Thanks Robert! They’re all pretty close, just depends what you’re in the mood for.


----------



## normanaj (Aug 9, 2020)

xray said:


> Thanks norman, it's been a hot and dry summer here in PA.



Same here in RI.My water bill is gonna be huge!


----------



## xray (Aug 10, 2020)

jcam222
 here’s the recipe....

Roasted Tomato and Red Pepper Soup

4lbs tomatoes
2 onions
3 red bell peppers
1 bulb of garlic peeled and roasted
1qt. Chicken stock (I used College Inn Chicken bone broth)
1T Smoked Paprika
1t Red chili flakes (I used Flatiron  Pepper Co. Four Pepper Blend)
2t. Salt or to taste.

Place tomatoes on a baking sheet, brush with EVOO and season with salt and pepper.
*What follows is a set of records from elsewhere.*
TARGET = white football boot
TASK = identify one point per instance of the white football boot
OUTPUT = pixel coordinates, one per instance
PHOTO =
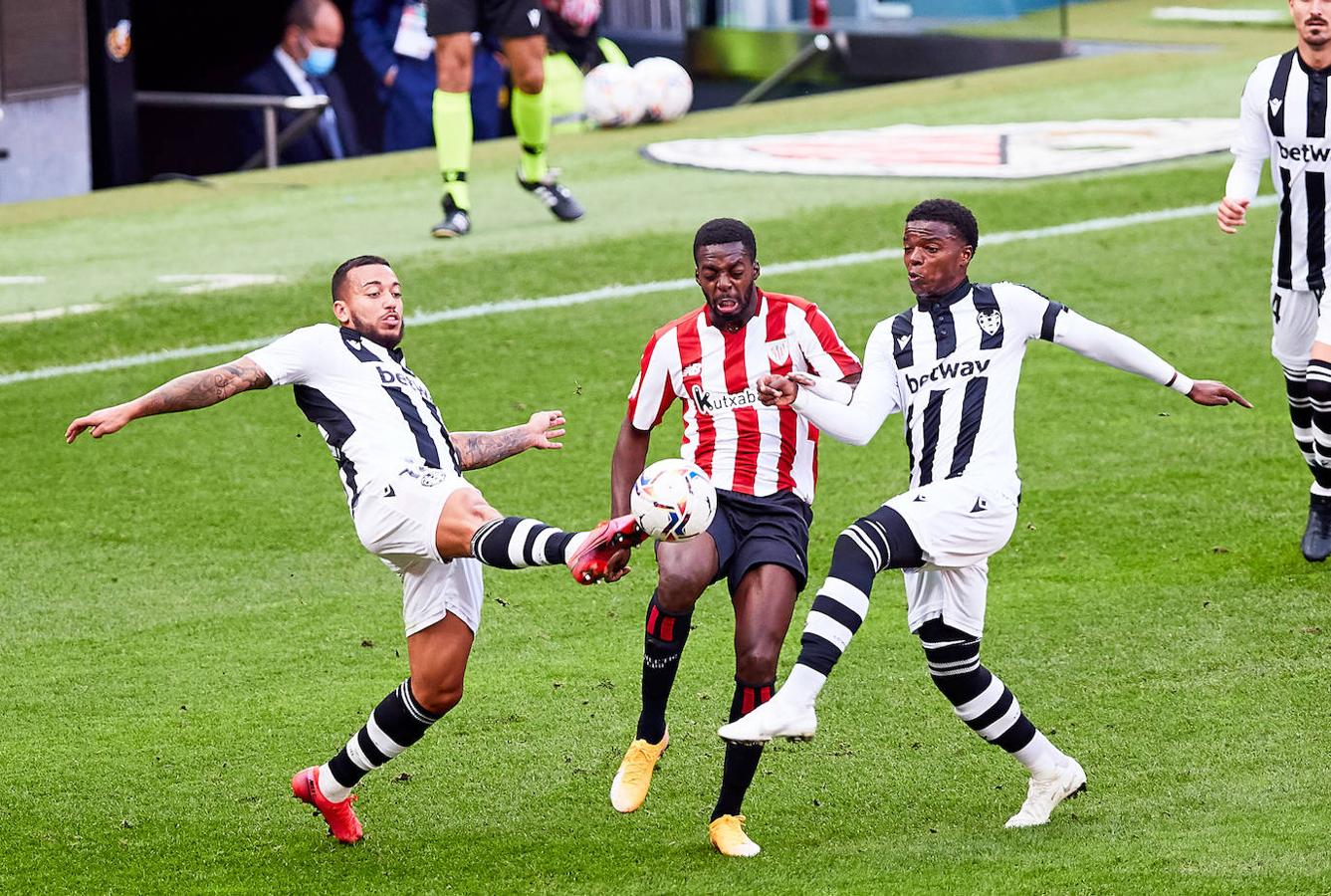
(1047, 791)
(777, 718)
Place tomatoes and peeled garlic wrapped in foil with EVOO, salt and pepper in a 400F oven for 30 minutes.





Meanwhile, char onions and bell pepper on the grill. Once pepper is done, place in a lidded container or bag to remove the skins.






Once tomatoes and garlic are done, transfer them and accumulated juices to a soup pot. Add stock/broth and remaining ingredients. Simmer on low, covered for 30 minutes.





Blend in batches or use an immersion blender until smooth. 






Season to taste. If eating right away you could add cream, sour cream, crema or milk if desired. Since I was freezing this for the winter, I didn’t add anything else to it in case the milk curdles while reheating.

Soup was portioned and frozen in tupperware containers and then vacuum sealed. Shown are only two containers. This made 3. I gave one way plus I ate a small bowl or two for quality control.


----------